Pointing to Darktrace's core principles, Eagan said the vendor likened security to the human immune system, which was able to combat various infections whilst having an inert sense of "what's self and not-self". Machine learning capabilities needed to emulate that concept, so it could build patterns for the user and device and identify what was not behaving naturally, she noted.
Potential tensions between privacy and need for data access
Hershman noted, though, that analytics required access to pertinent data. The more comprehensive and near real-time, the more effective the insights, he said, adding that many had faced frustration over incomplete or unavailability of data.

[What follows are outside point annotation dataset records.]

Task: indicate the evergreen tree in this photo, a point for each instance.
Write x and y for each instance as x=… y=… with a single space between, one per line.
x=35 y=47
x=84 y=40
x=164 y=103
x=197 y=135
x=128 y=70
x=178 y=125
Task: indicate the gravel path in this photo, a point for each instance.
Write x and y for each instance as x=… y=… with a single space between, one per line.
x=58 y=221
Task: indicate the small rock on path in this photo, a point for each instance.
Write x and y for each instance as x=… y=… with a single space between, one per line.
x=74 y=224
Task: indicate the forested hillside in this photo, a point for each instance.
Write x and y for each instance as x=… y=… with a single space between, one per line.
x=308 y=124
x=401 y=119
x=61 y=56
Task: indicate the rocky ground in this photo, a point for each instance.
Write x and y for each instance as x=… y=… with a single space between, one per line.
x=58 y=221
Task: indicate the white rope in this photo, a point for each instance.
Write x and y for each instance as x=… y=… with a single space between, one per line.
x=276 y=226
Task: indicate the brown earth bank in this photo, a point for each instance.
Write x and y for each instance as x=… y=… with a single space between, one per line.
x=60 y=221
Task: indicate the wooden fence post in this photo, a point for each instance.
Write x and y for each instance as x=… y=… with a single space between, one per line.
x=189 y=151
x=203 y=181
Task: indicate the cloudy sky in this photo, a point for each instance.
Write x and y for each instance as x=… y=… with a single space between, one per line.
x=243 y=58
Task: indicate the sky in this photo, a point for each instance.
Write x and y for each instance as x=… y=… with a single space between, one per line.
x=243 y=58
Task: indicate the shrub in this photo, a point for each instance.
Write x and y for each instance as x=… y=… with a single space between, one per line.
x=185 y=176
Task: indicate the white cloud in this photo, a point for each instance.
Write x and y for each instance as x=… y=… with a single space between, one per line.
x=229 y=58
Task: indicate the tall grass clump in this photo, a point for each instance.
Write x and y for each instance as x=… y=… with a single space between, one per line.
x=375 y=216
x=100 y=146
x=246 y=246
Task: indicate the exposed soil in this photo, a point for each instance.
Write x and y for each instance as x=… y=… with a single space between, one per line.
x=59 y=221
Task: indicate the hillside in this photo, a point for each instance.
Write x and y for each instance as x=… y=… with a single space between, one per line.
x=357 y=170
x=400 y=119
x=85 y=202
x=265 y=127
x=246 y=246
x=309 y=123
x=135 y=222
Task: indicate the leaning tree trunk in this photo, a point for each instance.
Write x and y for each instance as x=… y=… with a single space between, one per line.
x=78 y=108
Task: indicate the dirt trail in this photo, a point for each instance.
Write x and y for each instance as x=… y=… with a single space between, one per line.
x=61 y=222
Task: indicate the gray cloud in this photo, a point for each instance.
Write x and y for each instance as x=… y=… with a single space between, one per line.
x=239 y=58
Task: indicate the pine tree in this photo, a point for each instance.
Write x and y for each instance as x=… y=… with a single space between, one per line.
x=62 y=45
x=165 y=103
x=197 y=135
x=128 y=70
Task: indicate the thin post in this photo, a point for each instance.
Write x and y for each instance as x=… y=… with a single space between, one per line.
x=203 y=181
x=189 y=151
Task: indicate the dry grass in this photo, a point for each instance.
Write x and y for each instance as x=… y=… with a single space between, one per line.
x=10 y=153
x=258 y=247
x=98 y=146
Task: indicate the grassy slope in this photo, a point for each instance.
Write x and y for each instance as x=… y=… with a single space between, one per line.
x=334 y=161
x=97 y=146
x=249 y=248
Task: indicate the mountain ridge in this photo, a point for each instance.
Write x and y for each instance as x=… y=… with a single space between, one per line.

This was due to several reasons including protocols related to classified information, privacy laws, as well as inefficiencies and uncoordinated efforts.
A delegate then asked how this could impact tensions between privacy and security, especially as governments, in particular the US, sometimes overstepping the boundaries and the European Union especially sensitive about the need to protect data privacy.
Jamie Wylly, Microsoft's general manager of public safety and national security worldwide public sector, acknowledged it was a difficult line to balance. He said the software vendor managed this by requiring court orders for access to its data.
"What the industry will push back on is broad sweeping [requests] for customer information," Wylly said, adding that vendors would want to comply with accurate and proper requests for data. "Customers want their privacy and we need to continue to not allow a broad sweep [for access]."
"Data sharing isn't a technical challenge. It's a policy challenge of organisations that want to work with each other," he said. "There's always a debate of what cloud companies that hold customer data and the need to protect [that data] versus the need to work with the government's need for data. The answer is a court order."
Hershman said it did not necessarily mean privacy and security were "incompatible", noting that losing one or the other would not be in the best interests of everyone involved.
He also stressed the need to establish trust to drive collaboration between government, private companies, and civil societies. This meant ensuring clear communication and transparency from law enforcement, which needed to better communicate their values and ethics.